An interior architect for the past 30 years, it wasn’t until Miller and her architect husband moved to the NSW Southern Highlands to build their environmental home in 2012 that she began weaving, studying tapestry for two years at the Sturt school of art and design. ‘‘I immediately fell in love with it and knew that’s what I wanted to do for the rest of my life.’’

Miller’s muse is the Southern Highlands landscape, where she does a lot of hiking, bike riding and trail running. ‘‘I’m forever finding the tallest mountain or chasing waterfalls, and that’s where a lot of my inspiration comes from,’’ she says, adding that she uses scale in her works – which can be up to five metres long – to express the expansiveness she feels in that environment.

Unable to find the rich colours of nature in wool stores, she began to experiment with natural dyes.
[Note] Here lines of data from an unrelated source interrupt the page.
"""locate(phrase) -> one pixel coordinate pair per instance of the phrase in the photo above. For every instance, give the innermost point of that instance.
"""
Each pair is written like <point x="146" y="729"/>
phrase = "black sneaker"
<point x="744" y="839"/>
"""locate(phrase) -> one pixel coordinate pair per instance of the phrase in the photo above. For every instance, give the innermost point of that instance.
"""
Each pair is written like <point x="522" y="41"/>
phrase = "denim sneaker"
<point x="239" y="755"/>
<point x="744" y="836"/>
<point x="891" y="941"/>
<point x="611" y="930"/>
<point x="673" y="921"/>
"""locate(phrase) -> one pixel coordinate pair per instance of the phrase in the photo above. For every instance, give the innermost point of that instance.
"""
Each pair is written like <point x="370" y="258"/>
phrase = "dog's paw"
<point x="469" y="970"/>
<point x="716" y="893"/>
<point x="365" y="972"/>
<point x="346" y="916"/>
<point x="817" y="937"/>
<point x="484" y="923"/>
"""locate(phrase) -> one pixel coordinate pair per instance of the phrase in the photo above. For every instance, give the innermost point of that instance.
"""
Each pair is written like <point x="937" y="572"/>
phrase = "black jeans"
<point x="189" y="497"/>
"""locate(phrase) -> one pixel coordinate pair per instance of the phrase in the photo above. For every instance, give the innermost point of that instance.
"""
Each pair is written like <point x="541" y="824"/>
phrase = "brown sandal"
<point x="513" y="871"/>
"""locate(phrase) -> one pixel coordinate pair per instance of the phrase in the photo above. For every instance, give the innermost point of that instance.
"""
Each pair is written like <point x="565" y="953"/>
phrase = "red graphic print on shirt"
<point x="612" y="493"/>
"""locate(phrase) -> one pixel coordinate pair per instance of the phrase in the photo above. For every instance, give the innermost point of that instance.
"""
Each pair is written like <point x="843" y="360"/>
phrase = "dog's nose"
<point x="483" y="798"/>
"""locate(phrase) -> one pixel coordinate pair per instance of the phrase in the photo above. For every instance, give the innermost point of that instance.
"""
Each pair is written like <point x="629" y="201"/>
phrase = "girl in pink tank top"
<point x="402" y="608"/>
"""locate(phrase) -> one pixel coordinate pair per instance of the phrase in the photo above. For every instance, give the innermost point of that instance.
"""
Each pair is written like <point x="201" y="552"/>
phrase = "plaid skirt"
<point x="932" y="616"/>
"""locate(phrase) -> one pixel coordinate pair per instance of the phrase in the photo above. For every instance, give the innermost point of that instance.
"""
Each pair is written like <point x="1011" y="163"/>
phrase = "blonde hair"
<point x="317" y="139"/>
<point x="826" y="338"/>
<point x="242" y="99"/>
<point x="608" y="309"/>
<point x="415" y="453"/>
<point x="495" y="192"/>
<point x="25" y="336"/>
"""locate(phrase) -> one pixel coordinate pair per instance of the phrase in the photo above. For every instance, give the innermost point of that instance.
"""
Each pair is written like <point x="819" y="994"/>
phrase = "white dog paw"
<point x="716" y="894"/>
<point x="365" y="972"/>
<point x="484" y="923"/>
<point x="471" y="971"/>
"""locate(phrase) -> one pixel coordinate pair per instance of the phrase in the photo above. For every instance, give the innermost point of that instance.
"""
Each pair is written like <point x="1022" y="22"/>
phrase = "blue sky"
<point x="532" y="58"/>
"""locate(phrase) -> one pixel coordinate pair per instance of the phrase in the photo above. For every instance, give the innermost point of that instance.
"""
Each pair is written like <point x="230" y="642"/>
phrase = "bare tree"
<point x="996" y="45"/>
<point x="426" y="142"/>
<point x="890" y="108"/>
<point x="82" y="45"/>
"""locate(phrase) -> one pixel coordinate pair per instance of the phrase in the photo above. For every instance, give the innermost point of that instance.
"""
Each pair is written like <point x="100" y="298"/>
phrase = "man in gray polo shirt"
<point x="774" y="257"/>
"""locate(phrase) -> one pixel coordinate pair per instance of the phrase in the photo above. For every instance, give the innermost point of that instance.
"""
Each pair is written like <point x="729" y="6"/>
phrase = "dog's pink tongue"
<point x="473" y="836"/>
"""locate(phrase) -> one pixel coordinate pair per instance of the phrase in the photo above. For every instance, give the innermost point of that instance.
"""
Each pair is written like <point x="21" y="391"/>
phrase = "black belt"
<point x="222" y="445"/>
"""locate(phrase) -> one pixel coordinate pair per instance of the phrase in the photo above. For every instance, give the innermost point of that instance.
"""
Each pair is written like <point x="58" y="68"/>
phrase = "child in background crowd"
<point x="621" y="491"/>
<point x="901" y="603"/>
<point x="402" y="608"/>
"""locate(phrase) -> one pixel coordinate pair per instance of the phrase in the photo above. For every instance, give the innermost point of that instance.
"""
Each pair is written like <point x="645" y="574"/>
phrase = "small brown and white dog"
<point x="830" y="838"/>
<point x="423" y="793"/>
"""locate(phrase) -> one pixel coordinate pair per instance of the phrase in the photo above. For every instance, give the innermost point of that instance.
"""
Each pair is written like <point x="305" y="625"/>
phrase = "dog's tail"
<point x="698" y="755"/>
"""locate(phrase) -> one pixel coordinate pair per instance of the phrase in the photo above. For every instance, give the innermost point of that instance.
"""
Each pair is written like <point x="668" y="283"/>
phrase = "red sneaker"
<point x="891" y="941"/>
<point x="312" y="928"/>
Today she dyes her wool herself, using everything from eucalyptus leaves, indigo and cochineal (small insects that feed on cactus), to turmeric, onion skins and mud.

‘‘I went to Sumba in Indonesia to learn about mud dyeing. Luckily, I live on ancient volcanic soil that’s such a rich, intense red it dyes your hands when you touch it,’’ she says.

Because her works take two full weeks per square metre, she interviews prospective clients and ideally visits their homes to see what size and colours will suit before she takes commissions. ‘‘I want to be assured they’re really going to appreciate the work and what goes into each piece,’’ she says. ‘‘I want it to have power in that person’s space.’’

See nataliemillerdesign.com


ANGUS McDIARMID 
Wood-fired potter
‘‘The goal isn’t creating a beautiful pot, it’s creating a beautiful life,’’ says Angus McDiarmid, a 33-year-old potter who lives in bushland near Lake Weyba in Noosa Heads, Queensland.

What McDiarmid is alluding to, and what you feel when you hold one of his wood- fired P ̃an Pottery pots, bowls or mugs in your hands, is that his work symbolises a slower way of life.

McDiarmid, who learnt to make pottery in 2011 in the Indian Himalayas, works without electricity in his airy home studio and gallery. He built it after teaching himself to mill timber. He’s just that kind of guy. The kind who relishes process, making his pots from blended local clay he digs up then shapes on kick wheels before firing it in his hand-built kiln, using wood he has split by hand.

It’s a laborious process that allows the natural beauty of the local materials to shine. And it’s the antidote to our fast-paced society, as he sees it.

‘‘If you have an electric wheel and a gas kiln, you can make as many pots and fire them as often as you like,’’ he says. ‘‘But I love having boundaries that slow me down. And the variation of tasks involved in wood firing is something that makes my life even more beautiful because I don’t feel like a machine.’’

The wood-firing gives his pots their earthy, wabi-sabi aesthetic – flecks of red- hot ash that land on a pot’s surface create a natural glaze, for example. It involves a degree of mystery that McDiarmid appreciates.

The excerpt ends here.